Effects on driving and ability to operate machinery : There are no studies on the effects of lamivudine on the ability to drive or operate machinery. Also, the results of pharmacologic studies of the drug do not accurately predict that lamivudine has adverse effects on these activities.

Medication for Pregnant and Nursing Women

Pregnancy : The safety of this product in pregnant women has not been established. Reproduction studies in animals have shown it to be non-teratogenic and to have no effect on the fertility of females or males. When administered to pregnant rabbits at doses equivalent to human therapeutic doses, it can increase the chance of early embryonic death. Lamivudine can cross the placenta by passive transport, and serum drug concentrations in newborn animals are similar to those in the mother and umbilical cord.

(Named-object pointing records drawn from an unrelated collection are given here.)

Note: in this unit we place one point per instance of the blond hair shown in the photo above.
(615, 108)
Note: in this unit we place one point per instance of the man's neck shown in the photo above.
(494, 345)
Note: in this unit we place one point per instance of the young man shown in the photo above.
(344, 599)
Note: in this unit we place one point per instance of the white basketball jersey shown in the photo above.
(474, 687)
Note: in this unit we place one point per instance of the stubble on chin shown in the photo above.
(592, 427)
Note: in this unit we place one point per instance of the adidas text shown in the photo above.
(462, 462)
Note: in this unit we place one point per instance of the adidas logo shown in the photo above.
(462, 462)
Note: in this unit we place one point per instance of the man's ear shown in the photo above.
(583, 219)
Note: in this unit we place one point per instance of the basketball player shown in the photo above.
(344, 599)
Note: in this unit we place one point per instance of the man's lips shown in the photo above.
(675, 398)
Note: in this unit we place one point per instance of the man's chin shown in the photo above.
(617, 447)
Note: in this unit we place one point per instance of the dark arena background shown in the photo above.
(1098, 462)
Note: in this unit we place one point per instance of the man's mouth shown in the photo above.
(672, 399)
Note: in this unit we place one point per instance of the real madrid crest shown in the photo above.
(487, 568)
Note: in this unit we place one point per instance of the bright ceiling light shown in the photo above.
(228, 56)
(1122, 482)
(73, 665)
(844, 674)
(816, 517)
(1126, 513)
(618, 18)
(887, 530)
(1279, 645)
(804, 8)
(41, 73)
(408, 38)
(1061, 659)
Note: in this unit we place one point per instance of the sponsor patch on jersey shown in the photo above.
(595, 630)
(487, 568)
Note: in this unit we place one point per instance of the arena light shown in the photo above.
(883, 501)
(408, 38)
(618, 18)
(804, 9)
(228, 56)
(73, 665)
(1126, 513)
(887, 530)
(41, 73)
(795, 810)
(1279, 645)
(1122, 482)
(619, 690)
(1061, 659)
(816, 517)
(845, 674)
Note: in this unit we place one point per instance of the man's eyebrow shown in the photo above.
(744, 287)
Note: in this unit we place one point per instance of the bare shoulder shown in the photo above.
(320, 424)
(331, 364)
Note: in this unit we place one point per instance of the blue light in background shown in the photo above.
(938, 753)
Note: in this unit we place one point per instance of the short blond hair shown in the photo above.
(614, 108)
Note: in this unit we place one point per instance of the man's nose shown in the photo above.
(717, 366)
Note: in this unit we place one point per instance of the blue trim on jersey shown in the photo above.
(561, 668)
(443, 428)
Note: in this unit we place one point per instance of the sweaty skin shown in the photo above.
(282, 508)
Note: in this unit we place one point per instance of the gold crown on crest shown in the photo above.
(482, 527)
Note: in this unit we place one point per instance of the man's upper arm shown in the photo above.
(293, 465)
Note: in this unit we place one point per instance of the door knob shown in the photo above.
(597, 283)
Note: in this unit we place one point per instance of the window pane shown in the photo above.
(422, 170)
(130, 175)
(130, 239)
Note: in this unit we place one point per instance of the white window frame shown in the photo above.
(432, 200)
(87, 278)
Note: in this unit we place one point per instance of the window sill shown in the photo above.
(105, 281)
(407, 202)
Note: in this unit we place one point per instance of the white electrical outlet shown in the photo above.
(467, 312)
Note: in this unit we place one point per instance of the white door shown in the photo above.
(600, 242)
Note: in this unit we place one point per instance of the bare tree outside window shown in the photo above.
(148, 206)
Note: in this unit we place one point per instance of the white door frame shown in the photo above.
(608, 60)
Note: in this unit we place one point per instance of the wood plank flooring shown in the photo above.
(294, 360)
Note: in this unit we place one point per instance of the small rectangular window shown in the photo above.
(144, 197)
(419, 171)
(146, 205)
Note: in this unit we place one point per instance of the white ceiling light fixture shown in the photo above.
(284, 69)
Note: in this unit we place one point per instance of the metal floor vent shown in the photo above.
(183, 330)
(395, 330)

There is no information on the use of this product in pregnant women, so pregnancy is contraindicated while taking the drug.

Women who become pregnant inadvertently while using lamivudine must consider the possibility of recurrence of hepatitis after discontinuation of lamivudine therapy, and the pros and cons of terminating the pregnancy must be weighed and discussed with the patient and her family.

Breastfeeding : Following oral administration, lamivudine concentrations in breast milk are similar to those in plasma (range 1-8 mg/mL (4.4-34.9 mmol/L), so women taking the drug are advised not to breastfeed their infants.

Children's Use

Data on the use of lamivudine in children are not available in China.

Drug Use in Elderly Patients

See Adult Dosage.

Drug Interactions

The incidence of potential interactions with other drug metabolites is low due to the low drug metabolism and plasma protein binding of this product and its renal clearance primarily as the drug prototype.

Lamivudine is cleared primarily as an active organic cation. Interactions should be considered when used concomitantly with drugs with the same mechanism of excretion, especially when the primary route of clearance of the drug is active renal secretion via the organic cation transport system (e.g., trimethoprim). Some of the other drugs cleared by this mechanism (e.g., ranitidine, cimetidine) have been studied and shown not to interact with lamivudine.

Drugs that are eliminated primarily as reactive organic anions or by glomerular filtration do not interact with lamivudine in a clinically significant manner.

Lamivudine exposure was increased by 40% when administered concomitantly with trimethoprim (160 mg)/sulfamethoxazole (800 mg). However, lamivudine did not affect the pharmacokinetic properties of trimethoprim/sulfamethoxazole. Therefore, no dose adjustment of lamivudine is necessary unless the patient has renal impairment.

When lamivudine was administered concomitantly with zidovudine, a modest increase in zidovudine's Cmax of approximately 28% was observed, but there was no significant change in systemic bioavailability (area under the drug-time curve AUC). Zidovudine did not affect the pharmacokinetic properties of lamivudine.

No pharmacokinetic interactions were observed with concomitant use of lamivudine and alpha-interferon; no clinically significant adverse interactions between lamivudine and commonly used immunosuppressive agents (e.g., cyclosporine A) have been observed. However, this has not been formally studied.

When lamivudine and zalcitabine (zalcitabine) are used concomitantly, lamivudine may inhibit intracellular phosphorylation of the latter. Therefore, it is recommended that these two drugs should not be used at the same time.

Drug Overdose

In the limited information available on acute overdoses in humans, no deaths have occurred and patients have recovered. No specific signs or symptoms were seen after overdose.

While there are no studies on this subject, if an overdose occurs, monitor the patient and give routine supportive care as required. Because lamivudine is cleared by dialysis, continuous hemodialysis may be used for treatment when an overdose occurs and clinical signs or symptoms are present.